Loyal customer pretty much means the same as regular concert goer.
I go to quite a few concerts and all of my tickets are bought from Ticketmaster in some form. I wouldn’t call myself loyal to them as I’m forced to choose between Ticketmaster or no concert.
100% right and I don't doubt the woman from the article feels the same but if you want to add weight to informing a company they fucking suck you use terms like loyal or committed or something similar that adds the red flag to corporate that their actions are affecting their customer retention bottom line.
Edit: I feel I need to add, "in most cases." Kinda hard for this to affect companies who are aloud to have monopolies over an industry because it throws customer retention concerns out the window. But I stand by my comment because I still think the verbiage used in the email is just the standard way of addressing corporate ran entities.
I have a season MLS ticket to my local team directly through the team, and everything is controlled and processed through Ticketmaster anyways. Have to log in to ticket Master through a special portal to access anything
Am I being cynical if I wonder if Ticketmaster just cancelled a number of tickets randomly, just so they can resell those at its new "market price." Normally I would just assume incompetence or a mistake, but this is Ticketmaster.

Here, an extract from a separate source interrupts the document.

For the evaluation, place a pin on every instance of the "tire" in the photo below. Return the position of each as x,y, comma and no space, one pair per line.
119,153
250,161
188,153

If there’s a financial incentive for them to do it, then that’s why they did it. Follow the money. There are no ramifications for Ticketmaster to do this sort of abhorrent behavior. They just don’t care.
How can be legal? Bot detection should apply almost immediately, not after six months.
It smells like "we sold too many tickets, we need a plausible excuse to refund people"
And there's a simple trick to stop bots: make tickets non transferable. But that would hurt their secondary sales on that other reselling site operated by themselves, and shows wouldn't be sold out immediately due to FOMO (if tickets can be resold even at a higher price, people would buy them even if they're not 100% sure they can attend the show)
This sounds sensible, but in practice ID checking however many tens of thousands of people on their way into a venue would take forever. (Not to mention now having to deal with the portion of genuine customers who've forgotten to bring Id etc)
Former touring musician here. The larger acts are contractually bound to whatever their label decides on venues and ticketing in most cases. But there's no reason to roll over and accept these assholes at Ticketmaster as our defacto option to have live music. Support local artists and local venues if possible. I'm out in the fucking sticks, but I will drive an hour to catch a show from time to time.
Some venues can also only be booked if you use Ticketmaster. So like at. A certain scale it's impossible for even the labels to avoid it if they wanted.